Nonis's bold moves silence doubters
As the regular season ends and praise is heaped on the coach and netminder, let's not forget the GM who made it all happen
Roberto Luongo has been more than any Canucks fan could have hoped for. And Alain Vigneault deserves plenty of credit for implementing a system his players bought into even when it looked like they had run out of goals only six weeks into the season. Both have done a remarkable job in their first year with the Canucks, and both deserve the many accolades that have been heaped upon them. But lost in all of the excitement about this hockey team–in the playoffs for the first time since 2004–is the necessary praise for the man who put all of the pieces of this puzzle together.
Dave Nonis took more than his share of verbal darts when things weren't going well in the first half of the season. Had he given up too much to get Luongo? Had he given the netminder too much to agree to the long-term deal? Had he acted too soon to make Marc Crawford the fall guy for the team's inability to make the playoffs last year? Had he made the right call with Vigneault, a winner wherever he'd coached but a guy who hadn't coached at the National Hockey League level in six years? Had he overpaid to land Willie Mitchell as an unrestricted free agent last summer? Had he missed the boat by not re-signing Anson Carter to a multiyear deal? Had he made a mistake in letting Ed Jovanovski dart to the desert? Did he know what he was getting when he brought in Taylor Pyatt? What was he thinking when he signed Jan Bulis, Marc Chouinard, and Tommi Santala? Why did he have so many players who appeared to do the same thing, almost none of whom could score goals? How long was he going to sit by and watch his team struggle before pulling the trigger on a big trade to get some offence? Did he make the right moves adding the depth guys he did at the NHL trade deadline? Ultimately, was Nonis the right man for the job?
Nobody seems to be asking those questions anymore (okay, some are still waiting for answers about Chouinard, Santala, and Bulis). But through patience and a belief in himself and the staff he's assembled around him, Nonis has done more than provide answers. He's brought the excitement of the playoffs back to town, and with them he's given Canucks fans reason to believe that this team has the ability to make some noise this spring.
For the longest time, he was trapped in the shadow of the man he replaced in the summer of 2004. And last season, Nonis tried to make a go of it with the same cast of characters Brian Burke had shown unwavering loyalty to for years and years. But it was obvious by the end of last season–on the ice and in the locker room–that the time had come to burn the Burke blueprint for the Vancouver Canucks and start over.
First went the coach, followed closely by the brooding star forward, and it now looks like Nonis could not have made better moves for his hockey club if he'd had a crystal ball to see how it would all play out. Replacing Crawford with Vigneault has looked like a stroke of genius for a hockey club that needed a new approach and required accountability from its star players and grinders alike. And with the coaching change, Nonis was only getting started.
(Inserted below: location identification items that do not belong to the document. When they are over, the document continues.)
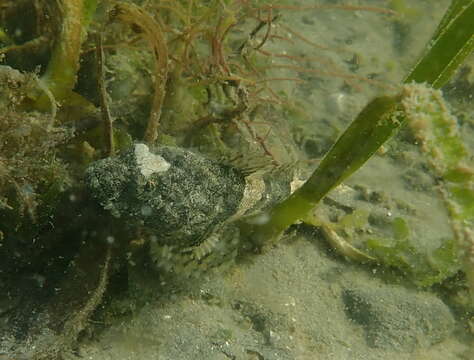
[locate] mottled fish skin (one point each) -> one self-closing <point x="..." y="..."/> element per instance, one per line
<point x="185" y="200"/>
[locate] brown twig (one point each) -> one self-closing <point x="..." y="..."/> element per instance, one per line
<point x="105" y="111"/>
<point x="154" y="33"/>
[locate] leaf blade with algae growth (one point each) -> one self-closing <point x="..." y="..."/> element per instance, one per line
<point x="374" y="125"/>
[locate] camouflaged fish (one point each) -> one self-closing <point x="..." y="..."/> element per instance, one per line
<point x="185" y="201"/>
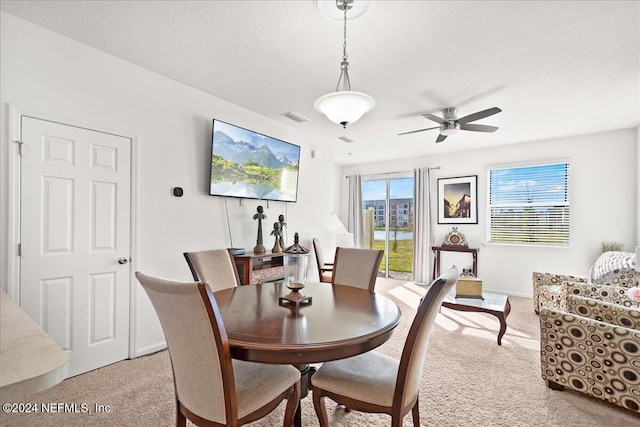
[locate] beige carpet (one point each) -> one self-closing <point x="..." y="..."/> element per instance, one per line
<point x="468" y="380"/>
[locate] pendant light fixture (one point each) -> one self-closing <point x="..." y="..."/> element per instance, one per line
<point x="344" y="106"/>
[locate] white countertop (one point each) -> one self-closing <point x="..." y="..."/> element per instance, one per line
<point x="30" y="360"/>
Merely getting Mike Keenan to take Todd Bertuzzi and his ample baggage off the Canucks' hands would have been a victory in itself. Getting the Panthers to throw in Luongo has already become a trade hockey people will point to for years as one of the most lopsided deals the game has ever seen.
Now, it's not just Nonis–he'd be the first to tell you that–but also his management team, which includes Steve Tambellini, Lorne Henning, Stan Smyl, and others who deserve kudos. However, Nonis is the guy who took the heat in the first half of the season, so he deserves the lion's share of the praise as well.
It couldn't have been easy and certainly not much fun in the first few months of the year to watch his team struggle to score the way it did (or didn't). And even with out-of-this-world netminding, the Canucks knew they'd have to put a few pucks in along the way if they were going to win hockey games.
It would have been easy–and few could have faulted Nonis–if the Canucks general manager had made a few moves prior to Christmas in an attempt to jolt his team out of its funk. But he didn't. He held firm in his faith that his guys would eventually figure it out. They did, and Nonis is looking smarter by the day because of it.
Nonis was part of the front-office structure that tried to build a Canucks team with panache. It was fun to watch in the regular season but a colossal flop at this time of year. So with two bold moves, Nonis turned the outlook of the organization 180 degrees and went with a defence-first strategy in front of a virtually impenetrable netminder–and look where the Vancouver Canucks are.
They're Northwest Division champions and in the postseason for the first time in three years, which is where the GM always believed they could and would be. It's up to the coaching staff and players now to see how far they can ride the wave they've been on since Christmas.
Luongo is going to be called on to carry the Canucks on his sturdy shoulders, and Vigneault has to find a way to keep pushing all the right buttons. And although those two are bound to receive much of the credit for any playoff success the Canucks have, hockey fans would do well to keep in mind the man who brought those two to town–and who, in his own quiet style, transformed the Canucks into a winner again.